Why do lakers target perch in the "walleye sections" of a lake? After all, perch are scaly and spiny whereas smelt, ciscoes, and whitefish are soft rayed. Those silvery pelagic species also are coldwater species, meaning they're at their peak in being able to flee. Plus, they tend to roam the water column in herds, making it difficult for lake trout to ambush them. That again is why the big predators use the underside of the ice to conceal themselves.

Easy Perch Pickings

Yellow perch, on the other hand, are cool- to warmwater fish whose metabolism slows in the winter. And they have lousy low-light eyesight, causing them to lie on the bottom of structures at night. Talk about easy pickings for lake trout. Yellow perch may not be the most preferred forage, but they're often one of the most plentiful. And they require a minimum expenditure of energy for trout to fill their stomachs.

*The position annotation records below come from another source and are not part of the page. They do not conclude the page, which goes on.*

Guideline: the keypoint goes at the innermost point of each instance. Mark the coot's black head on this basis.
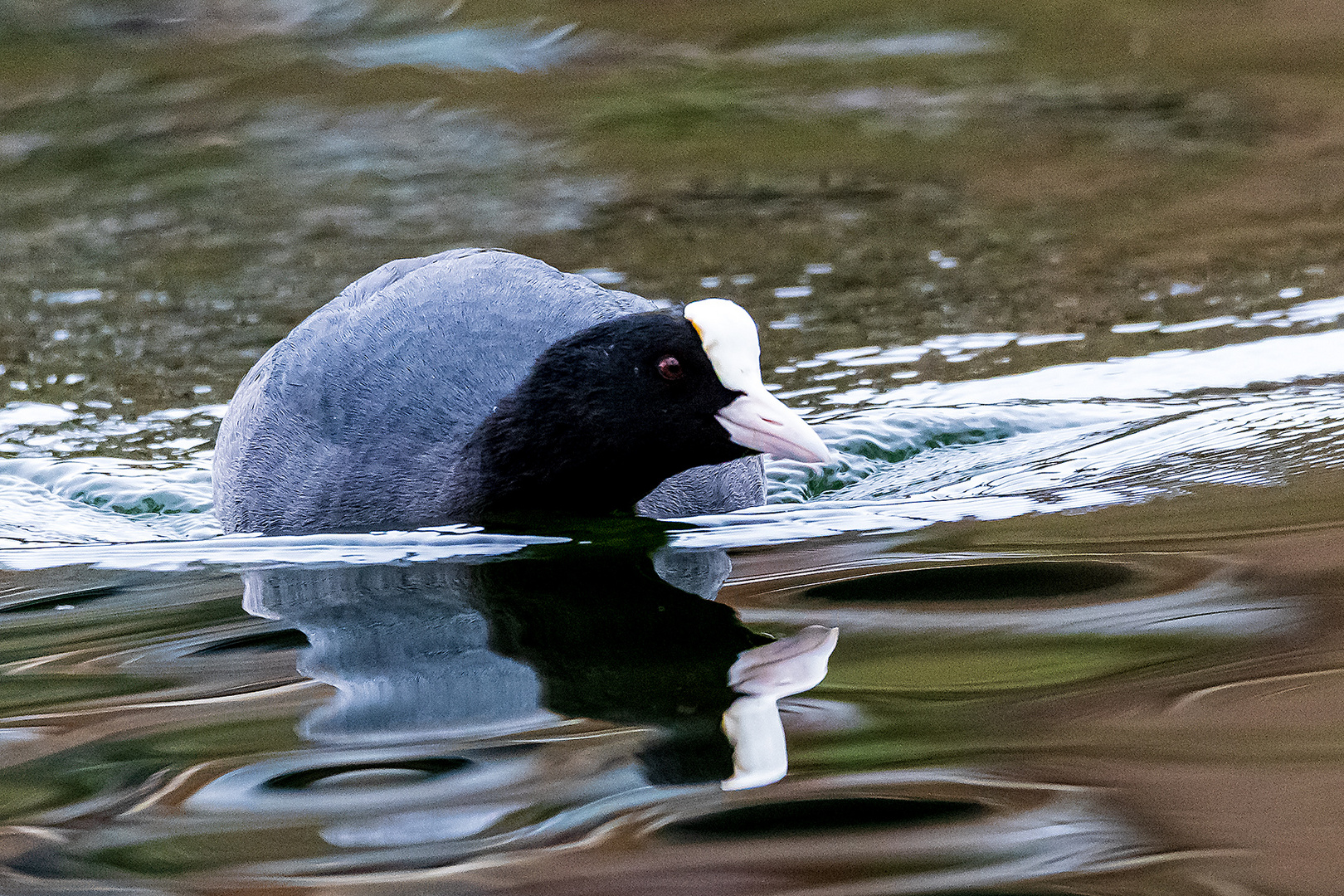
(611, 411)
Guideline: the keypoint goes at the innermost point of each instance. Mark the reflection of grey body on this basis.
(431, 650)
(426, 349)
(405, 648)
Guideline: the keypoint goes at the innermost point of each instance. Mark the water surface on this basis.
(1064, 299)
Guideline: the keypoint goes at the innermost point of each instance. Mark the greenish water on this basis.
(1059, 284)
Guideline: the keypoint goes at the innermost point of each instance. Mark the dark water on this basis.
(1059, 285)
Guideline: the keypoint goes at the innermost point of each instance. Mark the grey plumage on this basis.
(353, 422)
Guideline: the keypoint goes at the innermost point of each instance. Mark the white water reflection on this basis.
(1058, 438)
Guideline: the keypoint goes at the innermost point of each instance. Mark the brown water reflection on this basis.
(1171, 728)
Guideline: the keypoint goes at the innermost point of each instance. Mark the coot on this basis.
(477, 384)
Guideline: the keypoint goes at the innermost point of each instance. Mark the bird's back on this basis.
(353, 422)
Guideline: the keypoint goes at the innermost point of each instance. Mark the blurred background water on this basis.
(1060, 284)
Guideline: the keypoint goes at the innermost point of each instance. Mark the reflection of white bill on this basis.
(763, 674)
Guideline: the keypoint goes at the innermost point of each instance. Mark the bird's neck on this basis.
(524, 458)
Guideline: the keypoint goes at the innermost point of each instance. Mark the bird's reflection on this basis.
(472, 649)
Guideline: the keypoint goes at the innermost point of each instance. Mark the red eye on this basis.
(670, 368)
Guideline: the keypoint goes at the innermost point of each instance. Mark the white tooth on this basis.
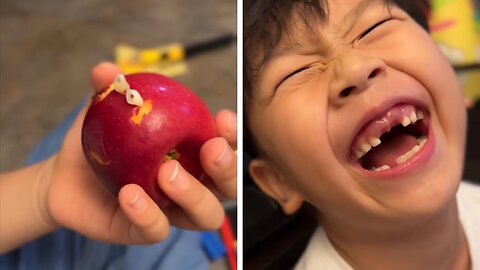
(405, 121)
(365, 147)
(422, 141)
(384, 167)
(374, 142)
(408, 155)
(359, 154)
(401, 159)
(414, 150)
(413, 117)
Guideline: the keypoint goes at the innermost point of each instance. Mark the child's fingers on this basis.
(103, 74)
(201, 208)
(226, 122)
(220, 163)
(150, 225)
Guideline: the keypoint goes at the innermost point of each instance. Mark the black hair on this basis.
(265, 21)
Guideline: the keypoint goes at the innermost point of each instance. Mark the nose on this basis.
(353, 74)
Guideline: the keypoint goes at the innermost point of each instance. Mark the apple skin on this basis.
(121, 151)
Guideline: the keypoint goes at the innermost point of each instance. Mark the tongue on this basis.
(387, 152)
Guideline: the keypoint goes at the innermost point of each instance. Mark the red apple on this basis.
(126, 143)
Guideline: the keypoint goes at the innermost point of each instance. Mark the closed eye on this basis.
(292, 74)
(366, 32)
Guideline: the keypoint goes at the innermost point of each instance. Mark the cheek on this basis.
(294, 134)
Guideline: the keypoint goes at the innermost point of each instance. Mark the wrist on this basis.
(41, 191)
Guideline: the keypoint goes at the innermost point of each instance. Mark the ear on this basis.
(270, 181)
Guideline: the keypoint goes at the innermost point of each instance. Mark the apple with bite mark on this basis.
(137, 123)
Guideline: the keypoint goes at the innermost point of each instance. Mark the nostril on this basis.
(346, 92)
(374, 73)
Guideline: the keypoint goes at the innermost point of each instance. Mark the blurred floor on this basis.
(47, 49)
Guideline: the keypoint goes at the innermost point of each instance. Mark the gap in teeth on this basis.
(421, 141)
(374, 142)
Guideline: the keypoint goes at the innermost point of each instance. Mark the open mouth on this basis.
(392, 138)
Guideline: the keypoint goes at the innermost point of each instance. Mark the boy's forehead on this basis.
(304, 32)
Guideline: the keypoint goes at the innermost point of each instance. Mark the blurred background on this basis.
(48, 47)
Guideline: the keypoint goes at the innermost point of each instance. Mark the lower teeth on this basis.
(421, 141)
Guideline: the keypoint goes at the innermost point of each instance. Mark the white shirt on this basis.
(320, 253)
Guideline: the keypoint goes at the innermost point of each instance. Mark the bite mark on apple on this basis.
(96, 157)
(172, 154)
(141, 112)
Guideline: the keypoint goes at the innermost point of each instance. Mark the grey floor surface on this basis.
(48, 47)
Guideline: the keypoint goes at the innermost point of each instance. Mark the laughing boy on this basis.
(352, 108)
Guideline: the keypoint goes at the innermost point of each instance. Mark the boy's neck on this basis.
(438, 243)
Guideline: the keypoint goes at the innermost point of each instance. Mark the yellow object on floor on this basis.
(165, 60)
(453, 27)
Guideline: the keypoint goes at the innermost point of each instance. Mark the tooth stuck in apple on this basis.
(137, 123)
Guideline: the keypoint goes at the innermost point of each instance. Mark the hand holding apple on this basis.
(139, 122)
(75, 198)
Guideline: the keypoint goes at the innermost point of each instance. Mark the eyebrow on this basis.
(349, 19)
(353, 15)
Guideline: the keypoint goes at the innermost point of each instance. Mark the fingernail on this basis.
(232, 122)
(179, 179)
(225, 157)
(138, 203)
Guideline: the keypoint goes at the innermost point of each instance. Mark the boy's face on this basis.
(324, 94)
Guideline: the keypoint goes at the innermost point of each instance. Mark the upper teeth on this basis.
(412, 118)
(369, 144)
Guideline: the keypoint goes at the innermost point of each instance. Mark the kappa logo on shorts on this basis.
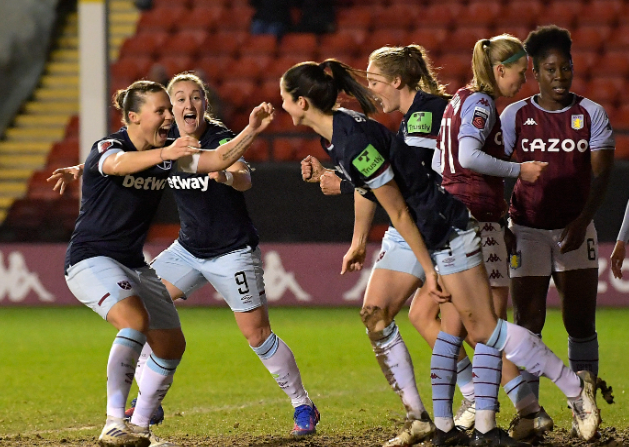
(515, 260)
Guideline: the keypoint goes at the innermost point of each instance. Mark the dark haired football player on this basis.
(472, 161)
(552, 218)
(124, 178)
(436, 226)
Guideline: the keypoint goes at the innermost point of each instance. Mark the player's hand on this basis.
(181, 147)
(435, 287)
(65, 176)
(617, 259)
(261, 116)
(330, 183)
(573, 235)
(531, 170)
(354, 259)
(311, 169)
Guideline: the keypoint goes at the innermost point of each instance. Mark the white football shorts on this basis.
(538, 252)
(238, 275)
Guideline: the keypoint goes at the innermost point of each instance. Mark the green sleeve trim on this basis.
(369, 161)
(419, 122)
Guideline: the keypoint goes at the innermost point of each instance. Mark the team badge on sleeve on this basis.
(368, 161)
(515, 260)
(420, 122)
(103, 146)
(479, 120)
(577, 122)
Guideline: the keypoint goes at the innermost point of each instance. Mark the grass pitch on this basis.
(53, 375)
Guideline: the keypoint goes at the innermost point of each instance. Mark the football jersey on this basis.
(213, 216)
(563, 138)
(472, 115)
(420, 125)
(369, 156)
(116, 211)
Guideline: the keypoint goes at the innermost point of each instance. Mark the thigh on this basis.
(495, 256)
(156, 299)
(533, 252)
(180, 268)
(101, 282)
(584, 257)
(396, 255)
(578, 290)
(389, 290)
(238, 276)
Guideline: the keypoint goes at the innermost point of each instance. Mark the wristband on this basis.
(229, 178)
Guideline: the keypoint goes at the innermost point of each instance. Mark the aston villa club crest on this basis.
(577, 122)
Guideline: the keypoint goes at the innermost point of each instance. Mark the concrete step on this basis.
(63, 108)
(57, 94)
(27, 147)
(24, 120)
(34, 134)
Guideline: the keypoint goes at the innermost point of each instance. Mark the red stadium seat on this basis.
(622, 147)
(606, 89)
(279, 67)
(619, 39)
(176, 64)
(455, 65)
(236, 92)
(202, 18)
(146, 44)
(382, 37)
(612, 63)
(131, 67)
(591, 37)
(561, 13)
(431, 39)
(438, 15)
(222, 44)
(357, 18)
(479, 13)
(583, 61)
(162, 19)
(340, 46)
(396, 16)
(601, 12)
(520, 13)
(463, 39)
(259, 44)
(185, 42)
(305, 45)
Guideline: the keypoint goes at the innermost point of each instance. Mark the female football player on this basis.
(434, 224)
(552, 219)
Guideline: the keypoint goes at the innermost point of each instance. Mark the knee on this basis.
(256, 336)
(375, 318)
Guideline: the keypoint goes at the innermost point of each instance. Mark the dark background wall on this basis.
(285, 209)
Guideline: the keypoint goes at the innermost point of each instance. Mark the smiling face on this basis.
(385, 90)
(153, 120)
(292, 107)
(189, 105)
(554, 75)
(510, 79)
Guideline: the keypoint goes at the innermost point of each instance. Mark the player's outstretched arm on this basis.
(123, 163)
(227, 154)
(65, 176)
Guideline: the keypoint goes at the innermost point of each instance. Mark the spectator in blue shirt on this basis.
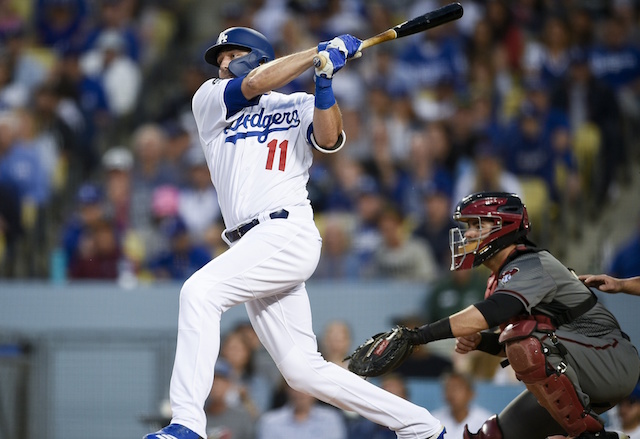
(183, 258)
(20, 167)
(302, 417)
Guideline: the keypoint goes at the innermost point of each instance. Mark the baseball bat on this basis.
(432, 19)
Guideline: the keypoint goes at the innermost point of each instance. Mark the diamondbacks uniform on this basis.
(259, 153)
(601, 363)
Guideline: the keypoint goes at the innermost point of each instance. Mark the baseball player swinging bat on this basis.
(432, 19)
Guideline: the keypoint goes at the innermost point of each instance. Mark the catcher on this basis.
(564, 345)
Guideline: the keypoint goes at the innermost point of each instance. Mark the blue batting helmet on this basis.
(260, 50)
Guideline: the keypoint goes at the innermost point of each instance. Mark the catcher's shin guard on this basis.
(489, 430)
(553, 390)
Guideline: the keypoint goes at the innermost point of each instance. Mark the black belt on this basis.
(240, 231)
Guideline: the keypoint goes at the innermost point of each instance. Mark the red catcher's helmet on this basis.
(509, 223)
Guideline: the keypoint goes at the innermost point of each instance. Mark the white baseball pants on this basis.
(266, 270)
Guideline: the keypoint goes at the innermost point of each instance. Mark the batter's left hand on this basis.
(335, 60)
(347, 44)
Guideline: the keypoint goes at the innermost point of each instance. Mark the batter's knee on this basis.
(489, 430)
(192, 291)
(301, 372)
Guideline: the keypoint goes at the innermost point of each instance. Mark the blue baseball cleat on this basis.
(173, 431)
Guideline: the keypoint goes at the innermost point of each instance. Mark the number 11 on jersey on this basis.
(273, 145)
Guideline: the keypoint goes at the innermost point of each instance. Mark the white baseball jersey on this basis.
(256, 150)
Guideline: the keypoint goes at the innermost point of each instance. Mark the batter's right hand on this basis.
(468, 343)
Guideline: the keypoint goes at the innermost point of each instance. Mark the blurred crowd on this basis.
(102, 175)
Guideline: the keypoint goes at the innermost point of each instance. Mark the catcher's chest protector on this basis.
(551, 387)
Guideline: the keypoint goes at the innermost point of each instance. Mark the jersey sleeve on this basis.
(210, 109)
(526, 279)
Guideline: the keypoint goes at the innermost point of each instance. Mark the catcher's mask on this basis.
(260, 50)
(489, 222)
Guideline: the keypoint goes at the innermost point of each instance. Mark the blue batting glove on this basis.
(347, 44)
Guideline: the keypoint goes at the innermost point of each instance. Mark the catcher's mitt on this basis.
(381, 353)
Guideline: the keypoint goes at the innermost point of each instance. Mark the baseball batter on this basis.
(258, 145)
(564, 345)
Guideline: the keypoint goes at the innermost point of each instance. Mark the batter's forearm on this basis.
(277, 73)
(327, 126)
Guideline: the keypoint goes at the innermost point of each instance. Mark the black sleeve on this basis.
(499, 308)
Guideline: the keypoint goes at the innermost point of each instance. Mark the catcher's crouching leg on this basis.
(489, 430)
(553, 390)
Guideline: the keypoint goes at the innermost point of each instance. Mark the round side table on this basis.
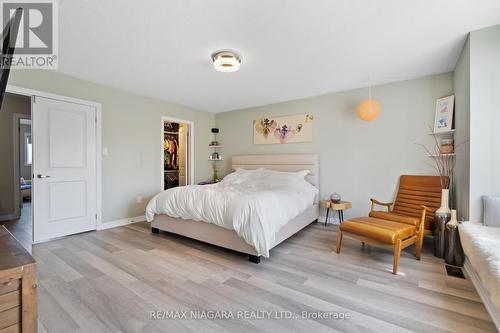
(337, 206)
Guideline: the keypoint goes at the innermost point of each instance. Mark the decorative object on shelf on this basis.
(369, 109)
(286, 129)
(443, 163)
(215, 156)
(335, 197)
(446, 146)
(339, 207)
(454, 253)
(443, 120)
(226, 61)
(441, 217)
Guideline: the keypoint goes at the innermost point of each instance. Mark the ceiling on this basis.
(290, 48)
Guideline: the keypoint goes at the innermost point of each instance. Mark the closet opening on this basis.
(176, 153)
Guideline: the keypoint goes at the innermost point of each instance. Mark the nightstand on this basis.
(337, 206)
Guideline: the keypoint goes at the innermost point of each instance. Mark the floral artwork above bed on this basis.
(285, 129)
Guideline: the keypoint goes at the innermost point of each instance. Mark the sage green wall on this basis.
(131, 132)
(12, 104)
(461, 86)
(360, 160)
(484, 117)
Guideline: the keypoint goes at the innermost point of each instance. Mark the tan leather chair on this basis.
(417, 199)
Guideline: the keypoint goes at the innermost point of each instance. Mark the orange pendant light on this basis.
(369, 109)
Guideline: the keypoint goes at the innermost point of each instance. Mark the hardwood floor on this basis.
(110, 281)
(21, 228)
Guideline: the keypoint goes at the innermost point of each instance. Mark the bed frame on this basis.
(213, 234)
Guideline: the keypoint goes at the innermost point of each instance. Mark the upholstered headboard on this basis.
(288, 162)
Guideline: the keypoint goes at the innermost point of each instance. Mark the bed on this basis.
(245, 166)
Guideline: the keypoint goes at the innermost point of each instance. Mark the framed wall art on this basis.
(284, 129)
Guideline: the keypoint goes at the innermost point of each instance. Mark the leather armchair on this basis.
(402, 223)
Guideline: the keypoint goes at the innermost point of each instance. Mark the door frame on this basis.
(98, 108)
(17, 161)
(190, 156)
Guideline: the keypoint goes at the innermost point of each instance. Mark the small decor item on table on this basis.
(454, 253)
(444, 114)
(335, 197)
(441, 217)
(447, 146)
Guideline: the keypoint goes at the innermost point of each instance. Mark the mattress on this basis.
(481, 245)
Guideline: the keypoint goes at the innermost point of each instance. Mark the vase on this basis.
(441, 217)
(454, 253)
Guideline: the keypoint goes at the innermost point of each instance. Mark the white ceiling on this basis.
(290, 48)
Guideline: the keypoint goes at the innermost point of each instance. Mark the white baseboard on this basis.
(8, 217)
(121, 222)
(492, 309)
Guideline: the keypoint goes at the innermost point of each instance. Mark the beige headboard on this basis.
(288, 162)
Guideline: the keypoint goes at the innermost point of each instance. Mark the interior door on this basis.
(182, 154)
(64, 168)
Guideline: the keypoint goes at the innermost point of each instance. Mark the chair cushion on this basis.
(395, 217)
(384, 231)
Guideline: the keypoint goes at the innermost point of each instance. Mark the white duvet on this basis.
(254, 203)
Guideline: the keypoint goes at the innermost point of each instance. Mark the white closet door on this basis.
(64, 168)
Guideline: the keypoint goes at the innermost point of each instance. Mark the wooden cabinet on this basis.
(18, 286)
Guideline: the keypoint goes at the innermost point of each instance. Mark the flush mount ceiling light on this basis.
(226, 61)
(369, 109)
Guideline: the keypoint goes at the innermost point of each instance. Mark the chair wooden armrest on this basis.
(386, 204)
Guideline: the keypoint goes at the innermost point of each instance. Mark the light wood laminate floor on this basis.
(110, 281)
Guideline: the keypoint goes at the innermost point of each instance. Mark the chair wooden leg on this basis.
(339, 241)
(397, 253)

The heart of this story is that the Cold Water Period is prime time for lake trout in the same way that the Summer Peak can be for walleyes, bass, pike, perch, and muskies. It's not a matter of any one winter pattern being better or worse, either from a location or presentation perspective, but rather that many patterns exist, and the best are at times the ones ignored or overlooked by most anglers.

So, throw the window wide open this winter to discover lake trout locations and presentations that have always existed, but have been missed by most anglers in our attempt to simplify things and pigeonhole the fish into just one predictable pattern.